Impact of Technology vs. Locations
Montgomery, a graduate student in civil and environmental engineering and an MITEI researcher, and O’Sullivan, research director at MITEI, describe in their paper a statistical approach that can distinguish reliably between the impacts of changes in technology and changes in location on well productivity.
“There has not been a rigorous attempt to disentangle the effects of technology and sweet-spotting,” Montgomery said. “We realized that there was an opportunity to both provide a better understanding of what this balance has been in a particular tight oil basin and at the same time present a methodology that can be used in other basins.”
In research supported by MITEI, Montgomery and O’Sullivan ran tests on five models that used data obtained from almost 4,000 wells in the Middle Bakken and Three Forks formations in North Dakota over 42 months.
Models Lack Needed Flexibility
The researchers found that models in use, including a type of model that the United States Energy Information Administration uses to develop its Annual Energy Outlook, tend to overestimate technological impact because they lack the flexibility to account for the data impact of short distance variations in well locations that can represent the difference between a sweet spot and a considerably less prospective target.
Montgomery and O’Sullivan found that half of the Bakken/Three Forks well-productivity gains analyzed resulted from where rather than how the wells were drilled.
Seeking ways to separate the technological influence from that of location, the researchers benefited from examining earth-science models for estimating the accumulated snow on a mountain or variations in soil properties by location. They sought to understand hidden spatial patterns that can influence data and methods to find a statistically more rigorous modeling template.
Combined Approaches
The researchers’ efforts led them to propose the use of two approaches: spatial error modeling and regression-kriging. Both have been used in earth-science modeling but not in well productivity simulations. However, because they can account for changes in location with a much greater resolution than other methods, they can enable modelers to make considerably more accurate predictions.
“It is a very powerful predictive model, and you can essentially estimate what the expected productivity would be at any location in the field with a realistic technology design,” Montgomery said. “It’s a very challenging economic situation for developing wells in these fields right now, but this research should help both policymakers and commercial entities better understand what can be expected from these important resources going forward.”
In addition to the Bakken/Three Forks results just published, the researchers have looked at and will continue study other basins and formations where unconventional drilling and development is contemplated or ongoing. That includes the Permian Basin in west Texas and New Mexico, the world’s leading location for current unconventional development activity.
‘Focused’ on Permian Basin
“Absolutely, we’re focused on the Permian,” O’Sullivan said. “The Permian certainly is a more complex geology. And there are some issues with respect to the commingling of legacy production, legacy wells. However, we’re comfortable now, based on the work in the Bakken and some other plays that were more virgin shale plays, that the tool is robust within that kind of more complex environment.”

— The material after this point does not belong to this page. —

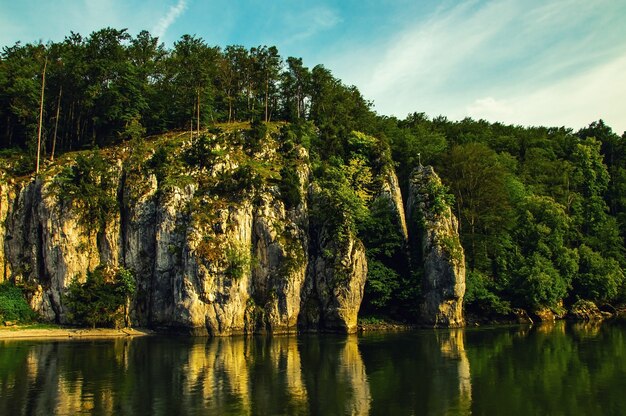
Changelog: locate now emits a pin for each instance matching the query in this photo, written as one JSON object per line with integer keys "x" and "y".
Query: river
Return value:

While applicable to plays that include considerable developed acreage, the tool was designed especially for prospective areas. “We are quite keen to be able to have the tool deployable across a range of the shale plays, particularly those where there’s a lot of undeveloped acreage,” O’Sullivan said. “One thing that I’m particularly interested in is actually being able to take the tool to a place like the Vaca Muerta in Argentina.”
Although not discussed in the recent paper, the tool could also be used in asset valuation, he said.